The online survey queried a sample of 2,703 respondents with an overall margin of error under 2 percent and a 69 percent completion rate. About 35 percent of the respondents were gun owners and a subset of those (6 percent of all respondents) were NRA members. The researchers oversampled gun owners and non-gun owners who live in households with a gun because they wanted to make precise estimates about the differences between those groups and non-gun owners in general. For estimates on respondents' support of different policies, however, they weighted the responses to fit a national sample.

A majority of respondents supported all but four of 31 suggested gun-control policies. Proposals with the strongest popularity included universal background checks and a variety of prohibitions on potentially dangerous people. Bans on military-style semiautomatic firearms and high-capacity magazines were far less popular among gun owners and NRA members than among non-gun owners.

When asked about “requiring a background check system for all gun sales to make sure a purchaser is not legally prohibited from having a gun,” most gun owners (84.3 percent) and most NRA members (73.7 percent) said they supported it. The requirement was even more popular among non-gun owners -- 89.9 percent.

Many states do not report mental health records to a background-check system, yet 85.4 percent of overall respondents said they favored requiring such reporting if “a person is prohibited from buying a gun either because of involuntary commitment to a hospital for psychiatric treatment or because of being declared mentally incompetent by a court of law.”

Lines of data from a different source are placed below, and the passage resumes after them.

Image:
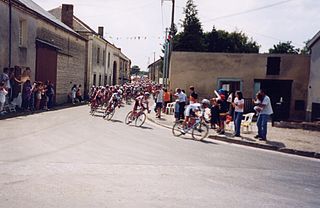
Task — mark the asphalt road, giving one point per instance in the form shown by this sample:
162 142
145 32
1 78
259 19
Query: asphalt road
67 158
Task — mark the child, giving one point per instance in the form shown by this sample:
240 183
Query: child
176 110
256 102
3 93
214 113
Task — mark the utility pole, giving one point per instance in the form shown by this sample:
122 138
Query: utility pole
169 47
10 32
154 65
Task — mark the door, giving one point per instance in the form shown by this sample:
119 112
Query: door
279 92
46 64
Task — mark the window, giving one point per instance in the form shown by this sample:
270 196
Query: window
109 60
105 80
22 33
100 80
98 55
299 105
273 65
104 57
94 79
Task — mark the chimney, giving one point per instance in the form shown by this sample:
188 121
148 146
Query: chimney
67 14
100 31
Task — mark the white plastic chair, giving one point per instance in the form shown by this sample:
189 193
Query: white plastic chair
246 122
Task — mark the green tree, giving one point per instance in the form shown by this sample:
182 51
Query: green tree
234 42
191 38
284 48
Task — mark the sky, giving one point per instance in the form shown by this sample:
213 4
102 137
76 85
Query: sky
138 26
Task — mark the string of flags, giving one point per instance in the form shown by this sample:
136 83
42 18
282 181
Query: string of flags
135 38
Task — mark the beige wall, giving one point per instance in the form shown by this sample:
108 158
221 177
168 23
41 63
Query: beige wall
71 63
314 81
203 70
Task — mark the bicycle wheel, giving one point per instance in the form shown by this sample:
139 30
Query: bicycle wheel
110 114
176 129
200 131
141 119
129 118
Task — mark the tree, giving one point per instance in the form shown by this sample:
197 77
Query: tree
135 70
234 42
191 39
284 48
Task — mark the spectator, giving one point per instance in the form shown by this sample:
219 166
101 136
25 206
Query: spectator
264 115
4 77
159 101
215 120
79 95
182 102
193 98
223 112
238 105
73 93
166 99
50 93
26 95
176 110
3 93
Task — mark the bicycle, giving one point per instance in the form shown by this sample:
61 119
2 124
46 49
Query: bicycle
108 114
139 117
200 129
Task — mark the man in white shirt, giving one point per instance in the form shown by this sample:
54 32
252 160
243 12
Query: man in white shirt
264 116
182 97
159 101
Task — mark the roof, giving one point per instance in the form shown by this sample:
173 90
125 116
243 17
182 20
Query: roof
156 62
39 10
313 40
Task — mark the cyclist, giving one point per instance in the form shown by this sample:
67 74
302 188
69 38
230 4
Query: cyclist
191 113
142 102
114 100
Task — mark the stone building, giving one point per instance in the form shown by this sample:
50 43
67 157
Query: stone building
285 77
155 71
105 62
53 50
96 46
313 108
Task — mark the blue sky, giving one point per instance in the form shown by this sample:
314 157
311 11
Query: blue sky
138 26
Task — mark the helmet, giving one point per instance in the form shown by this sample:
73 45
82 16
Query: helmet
205 101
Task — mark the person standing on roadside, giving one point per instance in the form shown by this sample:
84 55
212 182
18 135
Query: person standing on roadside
193 98
264 116
182 102
238 105
166 99
159 101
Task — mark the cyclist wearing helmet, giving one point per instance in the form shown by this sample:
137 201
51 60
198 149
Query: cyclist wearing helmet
191 113
142 102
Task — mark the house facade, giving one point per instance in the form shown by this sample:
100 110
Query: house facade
284 77
53 50
155 71
313 108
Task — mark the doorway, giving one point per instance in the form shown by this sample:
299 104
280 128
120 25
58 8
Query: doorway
114 77
279 92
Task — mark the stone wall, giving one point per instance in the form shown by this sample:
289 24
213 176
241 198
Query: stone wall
71 63
204 70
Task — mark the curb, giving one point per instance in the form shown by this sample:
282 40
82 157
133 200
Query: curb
57 107
315 155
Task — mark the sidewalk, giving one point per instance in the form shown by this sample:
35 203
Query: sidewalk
292 141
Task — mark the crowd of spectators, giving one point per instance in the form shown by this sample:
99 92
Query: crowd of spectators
17 90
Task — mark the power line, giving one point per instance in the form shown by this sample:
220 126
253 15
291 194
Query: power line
250 10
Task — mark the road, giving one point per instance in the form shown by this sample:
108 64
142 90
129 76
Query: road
67 158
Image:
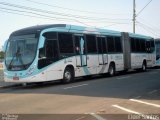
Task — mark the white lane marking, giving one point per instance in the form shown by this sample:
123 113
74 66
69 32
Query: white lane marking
134 112
147 103
153 73
75 86
137 97
125 109
124 77
152 92
83 117
97 116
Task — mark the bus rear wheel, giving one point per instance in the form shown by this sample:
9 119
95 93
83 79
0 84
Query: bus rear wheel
68 75
111 70
144 66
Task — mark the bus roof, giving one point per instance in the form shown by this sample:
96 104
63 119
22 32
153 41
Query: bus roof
139 36
71 28
64 27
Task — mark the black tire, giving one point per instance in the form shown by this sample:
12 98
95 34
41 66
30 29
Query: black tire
144 67
111 70
68 75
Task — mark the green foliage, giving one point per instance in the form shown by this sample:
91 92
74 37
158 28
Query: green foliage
1 55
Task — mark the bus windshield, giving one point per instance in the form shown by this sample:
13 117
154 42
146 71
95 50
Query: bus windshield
20 52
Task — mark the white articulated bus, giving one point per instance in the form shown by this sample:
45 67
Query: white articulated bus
63 52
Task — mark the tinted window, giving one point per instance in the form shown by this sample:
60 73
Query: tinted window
91 44
118 45
138 47
110 44
50 35
133 46
143 45
65 43
99 45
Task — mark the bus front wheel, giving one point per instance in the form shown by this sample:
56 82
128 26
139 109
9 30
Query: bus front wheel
111 70
68 75
144 66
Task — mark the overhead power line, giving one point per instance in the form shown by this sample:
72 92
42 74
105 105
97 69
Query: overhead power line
59 13
65 8
144 8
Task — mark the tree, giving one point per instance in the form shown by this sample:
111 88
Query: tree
1 55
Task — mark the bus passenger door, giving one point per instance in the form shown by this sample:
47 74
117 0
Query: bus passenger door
150 48
102 51
81 57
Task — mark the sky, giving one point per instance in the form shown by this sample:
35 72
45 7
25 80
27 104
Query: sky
109 14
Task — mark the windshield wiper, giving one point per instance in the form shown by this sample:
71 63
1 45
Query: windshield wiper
17 55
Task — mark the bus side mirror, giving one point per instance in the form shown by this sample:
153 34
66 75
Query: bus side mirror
157 57
4 47
41 42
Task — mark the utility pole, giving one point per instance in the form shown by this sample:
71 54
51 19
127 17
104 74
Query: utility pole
134 16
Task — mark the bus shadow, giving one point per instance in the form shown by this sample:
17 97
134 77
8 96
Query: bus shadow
97 86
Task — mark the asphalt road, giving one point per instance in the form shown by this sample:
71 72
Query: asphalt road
98 98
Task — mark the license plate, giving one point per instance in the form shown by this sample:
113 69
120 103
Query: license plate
15 78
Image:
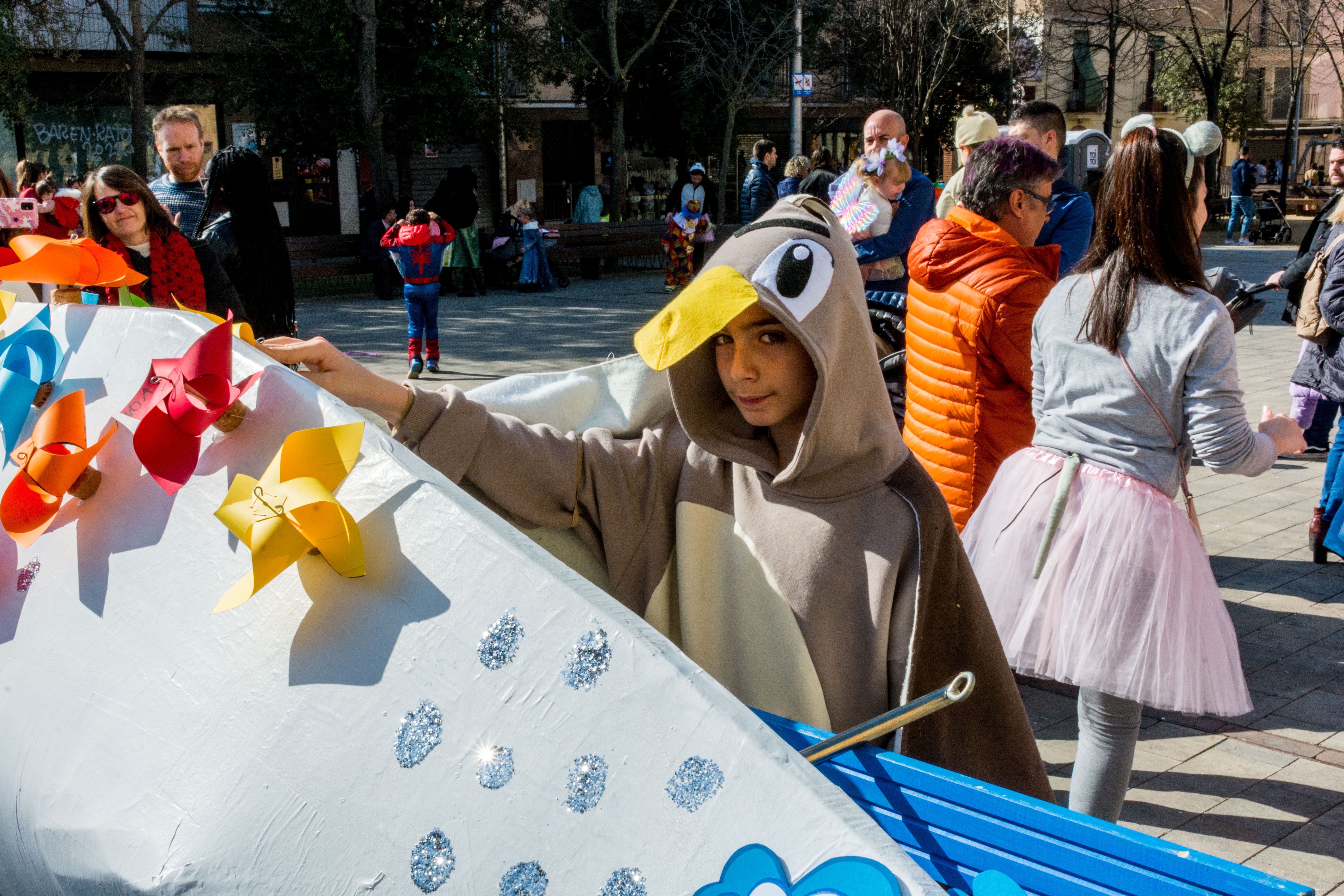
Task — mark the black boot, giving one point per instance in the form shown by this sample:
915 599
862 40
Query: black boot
1316 531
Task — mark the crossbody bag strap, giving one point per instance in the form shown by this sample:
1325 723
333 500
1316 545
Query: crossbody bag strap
1185 485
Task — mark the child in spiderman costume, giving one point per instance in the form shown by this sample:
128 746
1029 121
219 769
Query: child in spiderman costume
419 245
679 244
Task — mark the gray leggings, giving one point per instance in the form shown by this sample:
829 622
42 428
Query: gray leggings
1108 729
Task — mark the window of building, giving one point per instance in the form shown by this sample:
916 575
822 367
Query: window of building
1283 93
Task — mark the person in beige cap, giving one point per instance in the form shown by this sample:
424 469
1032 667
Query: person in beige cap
974 128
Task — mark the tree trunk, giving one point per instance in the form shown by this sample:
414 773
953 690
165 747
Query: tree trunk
1109 121
370 111
1213 167
619 160
139 136
724 162
1290 144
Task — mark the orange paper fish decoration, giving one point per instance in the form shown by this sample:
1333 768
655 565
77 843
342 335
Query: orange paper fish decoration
52 461
80 263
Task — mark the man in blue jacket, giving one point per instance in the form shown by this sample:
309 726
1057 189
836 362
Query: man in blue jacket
1042 124
759 190
1241 203
912 211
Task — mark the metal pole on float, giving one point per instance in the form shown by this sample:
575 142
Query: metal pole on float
954 692
796 101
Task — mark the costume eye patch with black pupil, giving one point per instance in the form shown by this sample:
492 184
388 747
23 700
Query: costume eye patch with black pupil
795 271
799 273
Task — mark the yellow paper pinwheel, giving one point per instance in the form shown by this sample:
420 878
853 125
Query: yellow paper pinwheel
291 510
241 331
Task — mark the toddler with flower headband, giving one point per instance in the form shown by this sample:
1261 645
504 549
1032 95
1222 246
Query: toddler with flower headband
885 174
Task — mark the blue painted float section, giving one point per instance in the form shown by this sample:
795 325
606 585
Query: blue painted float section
958 827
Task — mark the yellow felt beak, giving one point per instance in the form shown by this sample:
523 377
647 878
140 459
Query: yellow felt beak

In general, suggested bans garnered more support among non-gun owners than gun owners. For example, “banning the sale of military-style, semiautomatic assault weapons that are capable of shooting more than 10 rounds of ammunition without reloading” won approval from 77.4 percent of non-gun owners but only 45.7 percent of gun owners.

Several hypothetical bans on ammunition clips capable of carrying 10 or more rounds received similar responses, illustrating a clear divide among non-gun owners and gun owners on restricting access to high-powered weapons or their ammunition.

Respondents -- regardless of gun ownership -- were largely aligned on types of people that should be prohibited from having a gun: those who have been convicted of violating a domestic violence restraining order (80.8 percent), those who have been convicted of a serious crime as a juvenile (83.1 percent) and those who have been convicted of two or more crimes involving alcohol or drugs within a three-year period (74.8 percent).

Barry pointed out that there appeared to be agreement about punishing firearm dealers who intentionally sell to a prohibited person, such as a convicted felon. When asked about a mandatory minimum sentence of two years in prison for knowingly selling a gun to someone who cannot legally have a gun, 70.7 percent of gun owners and 77.7 percent of non-gun owners said they favored the requirement.